Atualizado em 30/04/2024 por Sylvia Leite
A cidade de Konya, na região da Anatólia, tem uma história de mais de cinco milênios e tornou-se uma das mais importantes e populosas da Turquia; mas um fato lhe confere destaque entre outras de mesmo perfil: em seu centro histórico está enterrado o poeta e mestre sufi Jalāl-ad-Dīn Rumi. Foi em Konya que Rumi passou grande parte de sua vida e criou ou adotou, com características próprias, a dança giratória denominada Sama. O ritual é executado até hoje pelos integrantes da ordem sufi dos Mevlevis, ou dervixes rodopiantes, que foi fundada por seu filho Sultan Walad e outros seguidores.
O poeta é celebrado pela cidade e por peregrinos do mundo inteiro que chegam a Konya em busca de crescimento espiritual. Sua memória está em vários pontos, a começar pela avenida principal batizada como Mevlana – palavra que quer dizer ‘nosso mestre’, mas concentra-se especialmente em uma enorme construção que inclui o mausoléu que guarda sua tumba – hoje transformado em museu – uma mesquita e uma biblioteca.
O coração de Konya
O complexo, considerado ‘O Coração de Konya’, também leva o nome Mevlana e foi erguido a partir do antigo monastério sufi – um prédio de arquitetura seljúcida, do século 13. Logo na entrada, acima de um portal de prata do século 16, uma frase chama a atenção dos visitantes e explica o afluxo peregrinos, que passa de 2 milhões a cada ano: ‘Aqueles que aqui entram incompletos sairão perfeitos’.
Para entender o significado da promessa, é preciso ter algumas informações sobre o Sufismo – vertente mística do Islam, à qual pertencia o poeta e sua ordem de dervixes. Os sufis pregam o amor, a contemplação, a busca da completude e do autoconhecimento. Dentro do mausoléu, um pouco abaixo da tumba de Rumi, pode-se ler: ‘As coisas lhe parecem como você é’.
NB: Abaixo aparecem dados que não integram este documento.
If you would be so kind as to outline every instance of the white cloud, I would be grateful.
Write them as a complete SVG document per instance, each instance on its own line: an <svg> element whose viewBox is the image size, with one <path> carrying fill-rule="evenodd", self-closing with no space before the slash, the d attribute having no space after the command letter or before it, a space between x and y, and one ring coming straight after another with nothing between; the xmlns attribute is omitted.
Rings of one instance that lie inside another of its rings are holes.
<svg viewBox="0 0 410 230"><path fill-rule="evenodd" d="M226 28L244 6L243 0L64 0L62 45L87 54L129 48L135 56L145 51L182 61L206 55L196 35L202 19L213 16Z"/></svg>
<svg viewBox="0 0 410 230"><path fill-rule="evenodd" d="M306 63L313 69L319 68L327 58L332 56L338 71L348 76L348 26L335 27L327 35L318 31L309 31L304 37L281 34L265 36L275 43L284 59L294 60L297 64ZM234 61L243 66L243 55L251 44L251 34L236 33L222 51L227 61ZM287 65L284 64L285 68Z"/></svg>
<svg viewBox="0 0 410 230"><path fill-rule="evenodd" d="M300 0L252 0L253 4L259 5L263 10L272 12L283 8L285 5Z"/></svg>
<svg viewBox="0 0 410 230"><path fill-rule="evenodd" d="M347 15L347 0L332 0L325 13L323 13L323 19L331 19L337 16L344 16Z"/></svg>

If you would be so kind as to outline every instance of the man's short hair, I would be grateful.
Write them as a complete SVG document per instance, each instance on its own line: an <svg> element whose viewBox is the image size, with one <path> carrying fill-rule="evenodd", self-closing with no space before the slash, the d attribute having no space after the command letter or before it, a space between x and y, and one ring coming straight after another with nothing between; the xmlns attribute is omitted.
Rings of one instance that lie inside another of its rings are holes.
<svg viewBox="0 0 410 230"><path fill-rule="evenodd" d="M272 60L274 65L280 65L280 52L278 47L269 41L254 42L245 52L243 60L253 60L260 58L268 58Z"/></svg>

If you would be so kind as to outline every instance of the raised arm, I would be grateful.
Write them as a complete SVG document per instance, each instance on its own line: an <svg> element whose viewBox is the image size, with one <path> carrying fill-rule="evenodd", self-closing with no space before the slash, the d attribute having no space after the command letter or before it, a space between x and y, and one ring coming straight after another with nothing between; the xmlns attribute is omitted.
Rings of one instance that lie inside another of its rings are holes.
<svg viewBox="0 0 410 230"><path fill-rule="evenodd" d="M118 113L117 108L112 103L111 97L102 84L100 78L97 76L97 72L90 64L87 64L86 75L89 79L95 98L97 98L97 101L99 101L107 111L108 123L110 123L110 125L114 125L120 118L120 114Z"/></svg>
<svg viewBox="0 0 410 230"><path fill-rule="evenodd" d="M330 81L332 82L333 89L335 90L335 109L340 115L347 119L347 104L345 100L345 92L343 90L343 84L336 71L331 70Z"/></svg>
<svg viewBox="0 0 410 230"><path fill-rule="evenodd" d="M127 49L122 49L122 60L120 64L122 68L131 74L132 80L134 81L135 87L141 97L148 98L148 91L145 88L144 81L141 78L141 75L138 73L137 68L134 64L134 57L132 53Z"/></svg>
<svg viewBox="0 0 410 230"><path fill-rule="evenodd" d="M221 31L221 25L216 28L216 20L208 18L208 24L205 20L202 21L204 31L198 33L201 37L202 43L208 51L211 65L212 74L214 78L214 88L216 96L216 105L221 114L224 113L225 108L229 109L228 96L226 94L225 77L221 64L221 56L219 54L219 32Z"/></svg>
Além da experiência mística, que é proporcionada a todo visitante que queira e consiga realizá-la, o complexo oferece um espetáculo de símbolos e relíquias. O mausoléu de Rumi é conhecido como Kubbe-i Hadra – nome que podemos traduzir como Mausoléu Verde, em alusão à cor do Islã e de sua própria cúpula de tom turquesa.
A tumba encontra-se embaixo dessa cúpula – imagem do infinito – e está coberta por um tecido brocado, bordado a ouro com versos do Corão. Sobre ela descansa um turbante – símbolo da autoridade espiritual. Ao seu redor, estão outros 55 túmulos de dervixes – uns aparente, outros ocultos -, entre os quais encontram-se o pai de Rumi, Baha ‘ud-Din Walad e o filho, Sulṭān Walad.
Peças antigas em exposição
No Semahane, o salão onde era realizada a dança ritual do Sama, estão expostos os seis instrumentos de corda, percussão e sopro usados durante a cerimônia. Entre eles encontra-se uma flauta que acredita-se ter sido tocada pelo menos uma vez pelo próprio Rumi.
No mesmo salão, há um tapete de orações do século 18, roupas de dervixes, ou seguidores do Sufismo, dois exemplares do Mathnavi – ou Masnavi – sua principal obra, e um exemplar do ‘Divan-i Shams-i Tabrizi’ – a coletânea de versos reunidos por seus alunos e transformados em livro após sua morte.
O museu inclui, ainda, uma pequena mesquita que hoje abriga outra exposição composta por antigas edições ilustradas do Corão, tapetes de oração e a barba de Muhammad acondicionada em uma caixa de madrepérola.
A vida do poeta em Konya
Jalāl-ad-Dīn Rumi nasceu próximo a Balkh, na região de Khorasan, na antiga Pérsia, hoje território do Afeganistão. Quando o exército mongol de Gengis Khan invadiu a Ásia Central, a família e alguns discípulos saíram em busca de refúgio em um país muçulmano. Depois de passarem por Bagdad, Damasco e de fazerem a peregrinação a Meca, instalaram-se na Anatólia e seu pai, que era um reconhecido erudito islâmico, foi convidado pelo sultão ‘Ala’ al-Din Kayqubad a ensinar em Konya.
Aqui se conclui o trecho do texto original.